Small Datum: January 2026

Wednesday, January 7, 2026

SSDs, power loss protection and fsync latency

This has results to measure the impact of calling fsync (or fdatasync) per-write for files opened with O_DIRECT. My goal is to document the impact of the innodb_flush_method option.

The primary point of this post is to document the claim:

For an SSD without power loss protection, writes are fast but fsync is slow.

The secondary point of this post is to provide yet another example where context matters when reporting performance problems. This post is motivated by results that look bad when run on a server with slow fsync but look OK otherwise.

tl;dr

for my mini PCs I will switch from the Samsung 990 Pro to the Crucial T500 to get lower fsync latency.
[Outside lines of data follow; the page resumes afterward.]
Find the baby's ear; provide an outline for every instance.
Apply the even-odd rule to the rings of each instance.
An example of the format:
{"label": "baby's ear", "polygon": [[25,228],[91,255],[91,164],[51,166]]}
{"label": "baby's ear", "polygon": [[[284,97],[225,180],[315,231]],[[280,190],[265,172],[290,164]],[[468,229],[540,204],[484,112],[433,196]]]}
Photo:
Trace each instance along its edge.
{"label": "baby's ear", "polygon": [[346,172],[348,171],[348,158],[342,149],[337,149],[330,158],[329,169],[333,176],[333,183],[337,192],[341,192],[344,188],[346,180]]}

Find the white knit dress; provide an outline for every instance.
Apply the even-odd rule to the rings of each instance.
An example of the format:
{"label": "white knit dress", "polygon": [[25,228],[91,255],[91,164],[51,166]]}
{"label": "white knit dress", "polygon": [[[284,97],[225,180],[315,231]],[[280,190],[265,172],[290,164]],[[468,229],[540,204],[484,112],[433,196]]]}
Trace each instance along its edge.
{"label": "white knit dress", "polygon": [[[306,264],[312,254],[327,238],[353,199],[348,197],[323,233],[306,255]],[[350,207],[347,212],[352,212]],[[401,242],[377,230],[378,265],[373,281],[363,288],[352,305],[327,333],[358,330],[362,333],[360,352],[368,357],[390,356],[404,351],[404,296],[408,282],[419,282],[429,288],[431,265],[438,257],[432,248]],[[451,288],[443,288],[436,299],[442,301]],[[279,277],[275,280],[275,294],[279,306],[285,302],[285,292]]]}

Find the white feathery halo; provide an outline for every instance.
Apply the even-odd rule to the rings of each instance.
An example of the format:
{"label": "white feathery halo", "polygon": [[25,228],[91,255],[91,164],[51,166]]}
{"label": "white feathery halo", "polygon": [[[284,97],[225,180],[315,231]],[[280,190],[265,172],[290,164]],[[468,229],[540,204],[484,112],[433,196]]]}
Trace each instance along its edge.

Both are nice devices but the T500 is better for my use case.
with a consumer SSD writes are fast but fsync is often slow
use an enterprise SSD if possible, if not run tests to understand fsync and fdatasync latency

Updates:

I am not surprised that Tanel Poder has a great blog post on this topic

InnoDB, O_DIRECT and O_DIRECT_NO_FSYNC

When innodb_flush_method is set to O_DIRECT there are calls to fsync after each batch of writes. While I don't know the source like I used to, I did browse it for this blog post and then I looked at SHOW GLOBAL STATUS counters. I think that InnoDB does the following with it set to O_DIRECT:

Do one large write to the doublewrite buffer, call fsync on that file
Do the batch of in-place (16kb) page writes
Call fsync once per database file that was written by step 2

When set to O_DIRECT_NO_FSYNC then the frequency of calls to fsync are greatly reduced and are only done in cases where important filesystem metadata needs to be updated, such as after extending a file. The reference manual is misleading WRT the following sentence. I don't think that InnoDB ever does an fsync after each write. It can do an fsync after each batch of writes:

O_DIRECT_NO_FSYNC: InnoDB uses O_DIRECT during flushing I/O, but skips the fsync() system call after each write operation.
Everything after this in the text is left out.